The secretome of macrophages isolated from d7 LPS+MI infarcts inhibited fibroblast secretion of pro–collagen I and fibronectin protein, demonstrated by immunoblot analysis of fibroblast-conditioned media (Figure 6C and Supplemental Figure 4C). Ccl12i partially restored collagen I but not fibronectin protein in LPS+MI macrophage secretome–exposed fibroblasts. Our results indicate that fibroblasts within a proinflammatory environment further impair wound healing by failing to undergo myofibroblast activation. Of the secretome constituents, our data identified Ccl12 as the contributor to adverse remodeling by increasing fibroblast proliferation and decreasing fibroblast migration and activation to impair collagen production.

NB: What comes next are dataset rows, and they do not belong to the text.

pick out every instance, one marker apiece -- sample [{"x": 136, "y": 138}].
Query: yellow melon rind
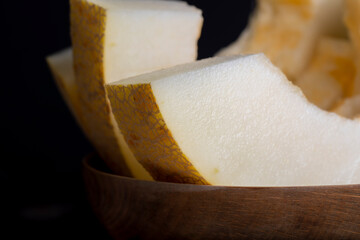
[
  {"x": 87, "y": 33},
  {"x": 144, "y": 128}
]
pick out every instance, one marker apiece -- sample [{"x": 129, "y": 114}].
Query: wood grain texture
[{"x": 135, "y": 209}]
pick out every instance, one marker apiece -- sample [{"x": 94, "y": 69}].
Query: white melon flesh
[
  {"x": 233, "y": 121},
  {"x": 61, "y": 65},
  {"x": 331, "y": 73},
  {"x": 141, "y": 36},
  {"x": 287, "y": 31},
  {"x": 117, "y": 39}
]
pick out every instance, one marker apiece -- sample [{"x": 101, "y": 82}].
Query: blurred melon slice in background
[
  {"x": 352, "y": 21},
  {"x": 287, "y": 31},
  {"x": 349, "y": 107},
  {"x": 117, "y": 39},
  {"x": 62, "y": 69},
  {"x": 233, "y": 121},
  {"x": 331, "y": 73}
]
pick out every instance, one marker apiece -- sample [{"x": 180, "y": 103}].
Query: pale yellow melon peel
[
  {"x": 287, "y": 30},
  {"x": 61, "y": 65},
  {"x": 135, "y": 110},
  {"x": 331, "y": 73},
  {"x": 352, "y": 21},
  {"x": 348, "y": 107},
  {"x": 87, "y": 21}
]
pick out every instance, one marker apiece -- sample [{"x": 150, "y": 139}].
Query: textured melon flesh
[
  {"x": 331, "y": 73},
  {"x": 61, "y": 65},
  {"x": 135, "y": 29},
  {"x": 349, "y": 107},
  {"x": 237, "y": 121},
  {"x": 116, "y": 39},
  {"x": 287, "y": 31},
  {"x": 352, "y": 20}
]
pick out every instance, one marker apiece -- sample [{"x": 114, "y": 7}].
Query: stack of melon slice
[
  {"x": 233, "y": 120},
  {"x": 308, "y": 40}
]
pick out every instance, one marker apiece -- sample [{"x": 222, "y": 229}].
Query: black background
[{"x": 42, "y": 193}]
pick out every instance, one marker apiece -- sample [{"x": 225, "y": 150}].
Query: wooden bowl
[{"x": 135, "y": 209}]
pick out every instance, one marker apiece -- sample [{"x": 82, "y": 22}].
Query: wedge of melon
[
  {"x": 287, "y": 31},
  {"x": 117, "y": 39},
  {"x": 233, "y": 121},
  {"x": 61, "y": 65},
  {"x": 331, "y": 73},
  {"x": 352, "y": 20},
  {"x": 349, "y": 107}
]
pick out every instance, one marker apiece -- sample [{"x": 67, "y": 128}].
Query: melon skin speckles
[
  {"x": 117, "y": 39},
  {"x": 148, "y": 136},
  {"x": 234, "y": 121}
]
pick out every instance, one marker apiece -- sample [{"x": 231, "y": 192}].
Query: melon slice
[
  {"x": 331, "y": 73},
  {"x": 117, "y": 39},
  {"x": 352, "y": 21},
  {"x": 233, "y": 121},
  {"x": 61, "y": 65},
  {"x": 349, "y": 107},
  {"x": 287, "y": 31}
]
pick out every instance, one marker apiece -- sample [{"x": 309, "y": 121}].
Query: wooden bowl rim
[{"x": 87, "y": 165}]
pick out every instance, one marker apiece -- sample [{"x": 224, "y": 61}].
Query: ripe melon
[
  {"x": 116, "y": 39},
  {"x": 233, "y": 121},
  {"x": 331, "y": 73},
  {"x": 61, "y": 65},
  {"x": 352, "y": 21},
  {"x": 287, "y": 31}
]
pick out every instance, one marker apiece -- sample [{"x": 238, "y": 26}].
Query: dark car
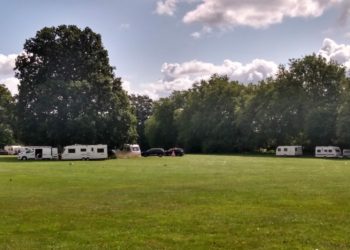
[
  {"x": 153, "y": 152},
  {"x": 3, "y": 152},
  {"x": 175, "y": 151}
]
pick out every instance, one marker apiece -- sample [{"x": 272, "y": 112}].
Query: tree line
[
  {"x": 306, "y": 103},
  {"x": 69, "y": 94}
]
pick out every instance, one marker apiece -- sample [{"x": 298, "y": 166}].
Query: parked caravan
[
  {"x": 346, "y": 153},
  {"x": 289, "y": 151},
  {"x": 37, "y": 153},
  {"x": 13, "y": 149},
  {"x": 129, "y": 151},
  {"x": 84, "y": 152},
  {"x": 327, "y": 151}
]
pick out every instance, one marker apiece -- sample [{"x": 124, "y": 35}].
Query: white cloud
[
  {"x": 11, "y": 83},
  {"x": 167, "y": 7},
  {"x": 336, "y": 52},
  {"x": 7, "y": 64},
  {"x": 225, "y": 14},
  {"x": 182, "y": 76}
]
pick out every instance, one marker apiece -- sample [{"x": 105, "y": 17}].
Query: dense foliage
[
  {"x": 68, "y": 92},
  {"x": 142, "y": 107},
  {"x": 6, "y": 116},
  {"x": 307, "y": 104}
]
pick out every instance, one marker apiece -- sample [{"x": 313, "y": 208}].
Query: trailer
[
  {"x": 289, "y": 151},
  {"x": 37, "y": 153},
  {"x": 13, "y": 149},
  {"x": 129, "y": 151},
  {"x": 84, "y": 152},
  {"x": 327, "y": 151}
]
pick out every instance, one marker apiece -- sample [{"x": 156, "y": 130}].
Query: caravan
[
  {"x": 13, "y": 149},
  {"x": 37, "y": 153},
  {"x": 84, "y": 152},
  {"x": 327, "y": 151},
  {"x": 289, "y": 151}
]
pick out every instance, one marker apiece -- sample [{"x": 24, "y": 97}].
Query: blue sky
[{"x": 162, "y": 45}]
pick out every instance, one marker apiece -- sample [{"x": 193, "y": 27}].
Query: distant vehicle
[
  {"x": 346, "y": 153},
  {"x": 289, "y": 151},
  {"x": 175, "y": 152},
  {"x": 3, "y": 152},
  {"x": 327, "y": 151},
  {"x": 153, "y": 152},
  {"x": 37, "y": 153},
  {"x": 84, "y": 152},
  {"x": 129, "y": 151},
  {"x": 13, "y": 149}
]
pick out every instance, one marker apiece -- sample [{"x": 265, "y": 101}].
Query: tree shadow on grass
[{"x": 8, "y": 158}]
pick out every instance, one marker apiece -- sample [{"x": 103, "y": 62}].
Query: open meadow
[{"x": 190, "y": 202}]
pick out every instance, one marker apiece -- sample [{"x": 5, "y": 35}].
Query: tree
[
  {"x": 6, "y": 116},
  {"x": 161, "y": 129},
  {"x": 68, "y": 92},
  {"x": 322, "y": 84},
  {"x": 142, "y": 107},
  {"x": 208, "y": 120}
]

Ccl12 mimicked effects of chronic inflammation on fibroblast ECM gene expression, reparative fibroblast activation, and proliferation. To determine how the effects of chronic inflammation on post-MI wound healing were directly due to elevated Ccl12 levels, no MI cardiac fibroblasts were stimulated with Ccl12 recombinant protein. To assess the Ccl12 signaling pathway, Ccr2 — the only known Ccl12 receptor — was inhibited to determine whether Ccl12 actions were dependent on Ccr2 activation (29). Ccr2 inhibition (Ccr2i) totally obliterated fibroblast migration, which was predictable, as Ccr2 is vital for cell migration (18, 30). Fibroblasts stimulated with Ccl12 were proliferative (BrdU-positive) independent of Ccr2, confirming that Ccl12 can directly stimulate fibroblast proliferation through Ccr2-independent signaling (Figure 7A).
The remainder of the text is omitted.